Thought about a new thread but figure this is relevant here …has anyone successfully gotten llama.cpp or similar to work with the Framework 13 in linux?
- Using a AI 5 340 board in DIY form with Fedora 42
- I’ve followed a number of guides, and llama.cpp builds but llama.cpp consistently gives the same errors and will not load models:
-
load_backend: failed to find ggml_backend_init in ~/opt/llama.cpp-vulkan/build/bin/libggml-rpc.so load_backend: failed to find ggml_backend_init in ~/opt/llama.cpp-vulkan/build/bin/libggml-vulkan.so load_backend: failed to find ggml_backend_init in ~/opt/llama.cpp-vulkan/build/bin/libggml-cpu.so - the compilation doesn’t error and trying to build with -DGGML_BACKEND_DL=ON does cause errors so I have not tested that
- no public help has actually pointed to a method to fix this
- I know this seems like a llama.cpp specific git issue, but it is heavily tied to the hardware configuration so asking the community.
-
I’ve followed the desktop guides from @lhl and @Lars_Urban with contributions by @kyuz0 (though I’d rather not use an arbitrary container and the toolbox tool was not found in the repo anyway).

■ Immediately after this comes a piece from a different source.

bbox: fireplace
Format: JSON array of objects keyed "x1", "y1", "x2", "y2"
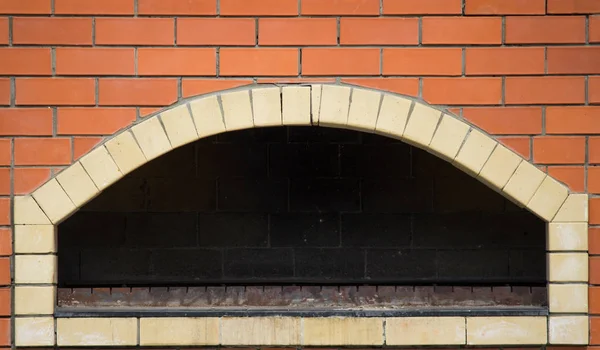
[{"x1": 57, "y1": 126, "x2": 546, "y2": 315}]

https://community.frame.work/t/amd-strix-halo-llama-cpp-installation-guide-for-fedora-42/75856
Trying to use vulcan not ROCm. I think I’ve done all the things:
- setup the environment and build
- check devices
- try to load a model
See code below
# root user
dnf install gcc.x86_64 # says installed 15.2.1-1
dnf install gcc-c++ # says installed 15.2.1-1
dnf install libstdc++ # says installed 15.2.1-1
dnf install python3-devel
dnf install python3-pip
dnf install mesa-vulkan-drivers.x86_64
dnf install vulkan-tools.x86_64
dnf install vulkan-headers.noarch
dnf install vulkan-loader-devel
dnf install curl.x86_64 # but already there
dnf install curlpp.x86_64 # A C++ wrapper for libcURL
dnf install curlpp-devel # Development files for curlpp
dnf install libcurl-devel # says already installed
dnf install glslc.x86_64
dnf install rocm.noarch
dnf install cmake
sudo grubby --update-kernel=ALL --args='amd_iommu=off amdgpu.gttsize=98304 ttm.pages_limit=25165824' # for 96 GB
# regular user
cd ~/opt/llama.cpp-vulkan/
git pull
cmake -B build -DGGML_VULKAN=ON && cmake --build build --config Release -j 11
~/opt/llama.cpp-vulkan/build/bin/llama-cli --list-devices
ggml_vulkan: Found 1 Vulkan devices:
ggml_vulkan: 0 = AMD Radeon 840M Graphics (RADV GFX1152) (radv) | uma: 1 | fp16: 1 | bf16: 0 | warp size: 64 | shared memory: 65536 | int dot: 1 | matrix cores: KHR_coopmat
register_backend: registered backend Vulkan (1 devices)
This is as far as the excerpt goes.